Sistemai i vecchi libri, che mi avevano regalato durante l'infanzia, sul comodino per avere almeno posto per coricarmi senza avere nulla sotto di me. Ero stanca, le giornate da un po' di tempo erano pesanti e sembravano che non finissero mai. Mi addormentai. Era l'unica cosa da fare in cui non si doveva pensare al presente. Sognare era l'unica mia libertà. Ma il mio unico momento di tranquillità venne subito interrotto da un suono assordante. Qualcuno stava bussando ripetutamente alla porta. Mia madre non sembrava sentire allora mi diressi verso essa. Mi nascosi dietro un mobile in cucina aspettando che smettessero, ma il suono continuava ad aumentare sempre più. Delle voci continuavano a ripetersi: "Aprite! Aprite! O lo sfondiamo questo pezzo di legno! Aprite!"
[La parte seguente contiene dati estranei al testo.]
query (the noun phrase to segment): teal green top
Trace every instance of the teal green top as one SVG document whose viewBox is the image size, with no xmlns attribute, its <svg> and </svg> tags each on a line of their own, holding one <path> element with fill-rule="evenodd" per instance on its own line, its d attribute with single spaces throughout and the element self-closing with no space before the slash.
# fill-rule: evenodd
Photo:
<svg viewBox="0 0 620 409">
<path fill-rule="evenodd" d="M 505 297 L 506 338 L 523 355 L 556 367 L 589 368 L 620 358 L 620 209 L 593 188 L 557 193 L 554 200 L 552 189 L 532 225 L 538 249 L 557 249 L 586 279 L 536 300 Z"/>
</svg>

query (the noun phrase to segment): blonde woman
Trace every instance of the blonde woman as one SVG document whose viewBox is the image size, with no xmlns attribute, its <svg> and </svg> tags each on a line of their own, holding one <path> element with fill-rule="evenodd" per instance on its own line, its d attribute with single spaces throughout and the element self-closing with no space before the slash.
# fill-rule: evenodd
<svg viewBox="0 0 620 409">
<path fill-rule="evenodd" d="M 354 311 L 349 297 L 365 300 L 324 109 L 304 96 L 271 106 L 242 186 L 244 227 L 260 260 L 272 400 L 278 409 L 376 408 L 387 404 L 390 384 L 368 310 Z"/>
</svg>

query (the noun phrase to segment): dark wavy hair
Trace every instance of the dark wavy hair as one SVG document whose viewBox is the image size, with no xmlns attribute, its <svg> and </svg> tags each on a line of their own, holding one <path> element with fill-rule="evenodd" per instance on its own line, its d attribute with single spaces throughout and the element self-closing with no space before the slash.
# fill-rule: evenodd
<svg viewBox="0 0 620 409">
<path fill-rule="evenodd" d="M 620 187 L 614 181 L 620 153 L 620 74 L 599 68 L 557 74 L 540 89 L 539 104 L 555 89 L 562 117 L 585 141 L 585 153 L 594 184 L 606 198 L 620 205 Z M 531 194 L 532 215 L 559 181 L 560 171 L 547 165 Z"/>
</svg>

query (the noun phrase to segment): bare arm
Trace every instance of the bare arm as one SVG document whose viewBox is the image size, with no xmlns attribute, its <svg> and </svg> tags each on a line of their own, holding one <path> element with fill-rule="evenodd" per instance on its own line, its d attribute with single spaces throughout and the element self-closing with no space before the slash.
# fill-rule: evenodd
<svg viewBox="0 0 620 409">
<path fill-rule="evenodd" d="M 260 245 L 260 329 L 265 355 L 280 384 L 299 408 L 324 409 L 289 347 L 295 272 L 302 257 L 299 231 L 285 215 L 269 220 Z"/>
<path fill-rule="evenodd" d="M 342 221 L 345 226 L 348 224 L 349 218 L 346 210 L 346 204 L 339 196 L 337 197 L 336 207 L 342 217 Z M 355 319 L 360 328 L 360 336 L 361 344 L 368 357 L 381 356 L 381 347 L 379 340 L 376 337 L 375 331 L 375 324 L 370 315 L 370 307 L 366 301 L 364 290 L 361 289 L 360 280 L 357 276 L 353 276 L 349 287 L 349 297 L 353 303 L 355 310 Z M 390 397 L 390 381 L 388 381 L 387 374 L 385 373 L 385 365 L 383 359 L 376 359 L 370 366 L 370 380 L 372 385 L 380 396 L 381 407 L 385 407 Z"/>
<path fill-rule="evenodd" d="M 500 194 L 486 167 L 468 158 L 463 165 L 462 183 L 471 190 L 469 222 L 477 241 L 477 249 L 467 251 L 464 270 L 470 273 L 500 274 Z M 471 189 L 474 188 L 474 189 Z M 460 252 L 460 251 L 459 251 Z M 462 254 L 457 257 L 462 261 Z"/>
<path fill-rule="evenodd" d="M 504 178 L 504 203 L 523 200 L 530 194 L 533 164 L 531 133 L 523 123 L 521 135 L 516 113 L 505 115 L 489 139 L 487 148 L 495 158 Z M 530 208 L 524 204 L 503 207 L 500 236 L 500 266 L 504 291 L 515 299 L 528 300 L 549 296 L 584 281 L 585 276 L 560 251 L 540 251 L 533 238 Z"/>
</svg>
Avevo paura, poteva sembrare che dopo quello che avevo passato, questo era poco ma dai pensaci lettore, avevo solo undici anni. Mia madre si diresse verso la porta ed aprì. Un soldato la scaraventò a terra. Lei picchiò la testa contro il pavimento ma non disse nulla, era irremovibile da un espressione persa nel vuoto. L'uomo la prese per il colletto della vestaglia e l'avvicinò al viso. Si sentiva fino a me un odore di alcol. La guardò in un modo veramente disgustoso. Mia madre era sempre stata una donna di bel aspetto e riguardo al petto è sempre stata prosperosa. Era Bionda e con gli occhi azzurri.
"Questa me la prendo io, potrebbe soddisfarmi e se fa la brava, potrei anche concederle qualche lussuria. Vivi da sola?"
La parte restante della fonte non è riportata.